Maybe this should be included as a note somewhere in the document?
While I agree that this is not optimal, it is the reality. If I search for ZIP distributions (https://data.europa.eu/data/datasets?locale=de&format=ZIP) I can find e.g.: https://data.europa.eu/data/datasets/movimento-migratorio-cancellati-dei-cittadini-stranieri-in-anagrafe-per-sesso-anni-2003-2013
This are a collection of different file types. Most "ZIP" files I find are actually Shape files...
Yes. Then the question is whether this is just bad usage of DCAT (which is my opinion) or something we should aim to support. Then we would probably need to make dcat:Distribution
way more complex and the question is, whether the publishers currently publishing the zip files would be willing do describe its contents using this more complex approach.
I am not sure if it would be necessary to make the description way more complex. If the zip-file is a bundle of various files, it will probably never be possible to work with the content automatically, just from the meta-data-description.

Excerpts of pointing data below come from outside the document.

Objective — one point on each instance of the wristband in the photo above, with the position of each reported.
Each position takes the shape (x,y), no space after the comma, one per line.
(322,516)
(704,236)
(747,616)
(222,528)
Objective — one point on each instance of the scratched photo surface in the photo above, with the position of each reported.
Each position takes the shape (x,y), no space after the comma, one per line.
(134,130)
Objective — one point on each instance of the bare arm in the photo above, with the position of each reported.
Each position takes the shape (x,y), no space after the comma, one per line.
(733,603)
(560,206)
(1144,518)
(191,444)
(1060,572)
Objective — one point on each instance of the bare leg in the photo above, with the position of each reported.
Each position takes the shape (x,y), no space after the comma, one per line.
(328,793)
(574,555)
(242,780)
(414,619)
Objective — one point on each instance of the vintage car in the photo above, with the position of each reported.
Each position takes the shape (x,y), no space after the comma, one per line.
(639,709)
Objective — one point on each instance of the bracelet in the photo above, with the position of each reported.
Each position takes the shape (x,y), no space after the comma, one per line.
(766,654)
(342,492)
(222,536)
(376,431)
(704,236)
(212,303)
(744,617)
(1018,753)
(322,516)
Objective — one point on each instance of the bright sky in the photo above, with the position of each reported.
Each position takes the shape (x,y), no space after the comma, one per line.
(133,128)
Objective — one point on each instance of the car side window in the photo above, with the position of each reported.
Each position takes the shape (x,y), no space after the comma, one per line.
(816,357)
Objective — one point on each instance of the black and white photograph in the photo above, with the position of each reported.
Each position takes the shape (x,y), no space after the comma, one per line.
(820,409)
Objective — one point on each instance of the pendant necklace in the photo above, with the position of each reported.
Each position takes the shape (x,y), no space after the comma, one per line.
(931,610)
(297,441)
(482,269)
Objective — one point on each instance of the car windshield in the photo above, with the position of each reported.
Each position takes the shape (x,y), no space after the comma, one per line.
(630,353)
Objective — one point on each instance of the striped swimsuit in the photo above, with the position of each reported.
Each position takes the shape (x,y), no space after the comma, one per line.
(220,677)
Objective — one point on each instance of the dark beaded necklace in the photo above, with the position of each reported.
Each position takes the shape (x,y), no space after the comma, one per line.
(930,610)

Yes, if we would not aim at automatic use / proper description, then it could stay similar. I am however still struggling with saying that this is a supported case. I would rather say "think again about how you structure your data so that it can be described properly".
Hello,
with the inclusion of
dcat:packageFormat
anddcat:compressFormat
shouldn't it be possible to have multipledct:format
ordcat:mediaTypes
?Otherwise we would imply that all files within a zip have the same format.